Die engste CDU-Spitze trifft sich am Sonntag um 16.00 Uhr mit den drei Kandidaten für den Parteivorsitz, um die für diesen Montag geplante Entscheidung über den Wahlparteitag Anfang Dezember vorzubereiten. Das berichtete zunächst die „Bild“-Zeitung.

Das Logo mit den Buchstaben der CDU, hier ein Foto vom Februar 2020 beim Kleinen Parteitag der CDU Niedersachsen im Weserbergland-Zentrum.
Das Logo mit den Buchstaben der CDU, hier ein Foto vom Februar 2020 beim Kleinen Parteitag der CDU Niedersachsen im Weserbergland-Zentrum.

© Hauke-Christian Dittrich/dpa

Am Montag tagt der Bundesvorstand der CDU. Dann soll die Entscheidung fallen. Trivial ist das nicht. Die Bundestagswahl steht ins Haus. Die Frage der Kanzlerkandidatur ist eng verknüpft mit der des CDU-Vorsitzes. Eine Entscheidung zwischen Armin Laschet, Friedrich Merz und Norbert Röttgen muss her. Und je nachdem, in welcher Form der Parteitag stattfindet, könnte einer der drei profitieren.

Vibrierende Armbänder

Mehrere Szenarien stehen zur Auswahl. Die erste Möglichkeit wäre, es bei dem Termin in Stuttgart zu belassen.
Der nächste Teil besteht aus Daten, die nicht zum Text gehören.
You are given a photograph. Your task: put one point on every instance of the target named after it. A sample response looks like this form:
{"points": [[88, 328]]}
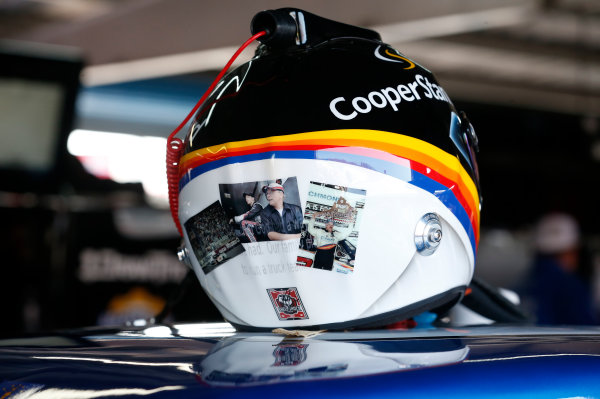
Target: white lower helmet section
{"points": [[388, 274]]}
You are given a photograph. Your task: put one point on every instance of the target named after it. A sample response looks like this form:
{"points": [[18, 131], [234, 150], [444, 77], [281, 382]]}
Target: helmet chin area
{"points": [[364, 270]]}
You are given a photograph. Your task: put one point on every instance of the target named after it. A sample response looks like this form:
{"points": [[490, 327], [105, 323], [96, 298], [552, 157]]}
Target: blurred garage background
{"points": [[89, 90]]}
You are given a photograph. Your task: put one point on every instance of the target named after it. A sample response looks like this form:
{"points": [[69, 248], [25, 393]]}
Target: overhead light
{"points": [[124, 158]]}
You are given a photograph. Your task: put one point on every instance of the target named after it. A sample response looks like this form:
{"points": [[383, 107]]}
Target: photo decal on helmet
{"points": [[330, 230], [287, 303], [266, 210], [212, 238]]}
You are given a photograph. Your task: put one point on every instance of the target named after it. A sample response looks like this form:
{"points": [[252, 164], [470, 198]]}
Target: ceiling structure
{"points": [[539, 54]]}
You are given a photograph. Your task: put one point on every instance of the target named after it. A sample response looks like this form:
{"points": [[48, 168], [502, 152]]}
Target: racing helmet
{"points": [[328, 124]]}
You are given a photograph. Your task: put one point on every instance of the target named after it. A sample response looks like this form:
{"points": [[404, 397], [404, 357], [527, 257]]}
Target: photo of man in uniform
{"points": [[280, 220], [250, 219]]}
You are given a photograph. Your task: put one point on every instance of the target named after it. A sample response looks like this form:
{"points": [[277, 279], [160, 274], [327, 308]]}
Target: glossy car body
{"points": [[213, 361]]}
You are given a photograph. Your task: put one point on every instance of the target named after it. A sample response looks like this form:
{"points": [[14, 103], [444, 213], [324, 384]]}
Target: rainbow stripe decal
{"points": [[393, 154]]}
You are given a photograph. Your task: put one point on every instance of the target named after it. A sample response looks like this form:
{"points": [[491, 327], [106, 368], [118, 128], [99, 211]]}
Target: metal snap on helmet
{"points": [[366, 182]]}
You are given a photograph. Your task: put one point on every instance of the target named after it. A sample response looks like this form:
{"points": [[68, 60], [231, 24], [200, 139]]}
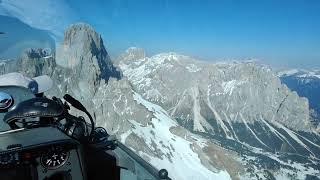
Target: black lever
{"points": [[75, 103]]}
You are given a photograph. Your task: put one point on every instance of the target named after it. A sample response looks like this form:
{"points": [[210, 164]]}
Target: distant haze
{"points": [[279, 33]]}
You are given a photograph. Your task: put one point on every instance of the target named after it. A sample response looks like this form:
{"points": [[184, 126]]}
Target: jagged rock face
{"points": [[83, 62], [237, 90], [306, 84], [82, 68], [245, 120], [240, 105]]}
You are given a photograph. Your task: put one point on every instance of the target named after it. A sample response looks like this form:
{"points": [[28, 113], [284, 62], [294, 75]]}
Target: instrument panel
{"points": [[54, 157], [43, 162]]}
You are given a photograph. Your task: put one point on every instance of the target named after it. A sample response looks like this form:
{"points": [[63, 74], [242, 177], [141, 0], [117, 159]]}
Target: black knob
{"points": [[163, 174]]}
Das Konrad-Adenauer-Haus hat ein Hygienekonzept ausgearbeitet, das unter anderem Armbänder beinhaltet, die vibrieren, wenn ein CDUler einem anderen zu nahe kommt. Doch wegen der steigenden Infektionszahlen wird Stuttgart immer unwahrscheinlicher.

Die zweite Möglichkeit wäre, den Termin beizubehalten, den Parteitag aber an einen anderen Ort zu verlegen. Im Gespräch ist Leipzig. Dort sind die Infektionszahlen vergleichsweise niedrig. Aber es ist alles andere als sicher, dass das so bleibt.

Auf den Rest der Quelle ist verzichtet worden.